Wish I Had a Sylvia Plath

This play pitches itself just right; the jokes peppering the script make the experience all the more affecting

★★★★
archive review (edinburgh) | Read in About 2 minutes
Published 21 Aug 2007

Ethel is an unhappy woman: you can tell because she's got her head in the oven. But then the oven starts speaking to her, through a series of whoops only she can understand, and she reveals the reasons for her sadness.

Through a mixture of 1950's domestic goddess-style cookery programmes and flashback footage on a big screen, Ethel puts together the recipe for suicide. First comes her marriage to Ned Hughes, charismatic English poet. He is the first ingredient, an adulterous husband that "will require some preparation." Happily, she's done that already, starting with a bizarre film of their meeting at an intellectual party at Oxford and biting each others' cheeks and faces. Then comes a dismissive father, an all-American mother and children who love their father more. Altogether, what seem like a million small faliures and shortcomings add up to create a frightening parable of what happens if you expect too much from life.

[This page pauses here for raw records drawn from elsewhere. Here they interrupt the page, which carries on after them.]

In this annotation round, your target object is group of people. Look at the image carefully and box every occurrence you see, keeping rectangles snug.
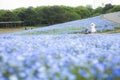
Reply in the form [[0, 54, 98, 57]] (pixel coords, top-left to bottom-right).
[[85, 23, 97, 34]]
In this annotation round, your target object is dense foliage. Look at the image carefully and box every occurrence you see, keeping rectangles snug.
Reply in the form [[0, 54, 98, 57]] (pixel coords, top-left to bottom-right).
[[0, 34, 120, 80], [0, 4, 120, 26]]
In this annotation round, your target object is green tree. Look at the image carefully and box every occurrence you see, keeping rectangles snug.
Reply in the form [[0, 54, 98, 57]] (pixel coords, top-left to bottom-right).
[[93, 7, 103, 16], [0, 10, 17, 21], [108, 5, 120, 12]]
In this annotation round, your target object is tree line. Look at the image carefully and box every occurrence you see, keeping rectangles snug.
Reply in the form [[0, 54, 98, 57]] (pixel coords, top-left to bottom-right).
[[0, 4, 120, 26]]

While Elisabeth Gray's depiction of madness is surreal and unrelenting, she is terribly touching and fragile on stage. Everything in the production rests on her, and she bears the weight admirably. One only has to look around Edinburgh in August to see many faliures of the comedy-tragedy mix, but Wish I Had a Sylvia Plath pitches itself just right, with the jokes making the experience all the more affecting rather than detracting from it. The surreal nature of the prodcution emphasises that this is how the unfortunate Ethel sees the world, until even the audience understand her reasons for suicide perfectly.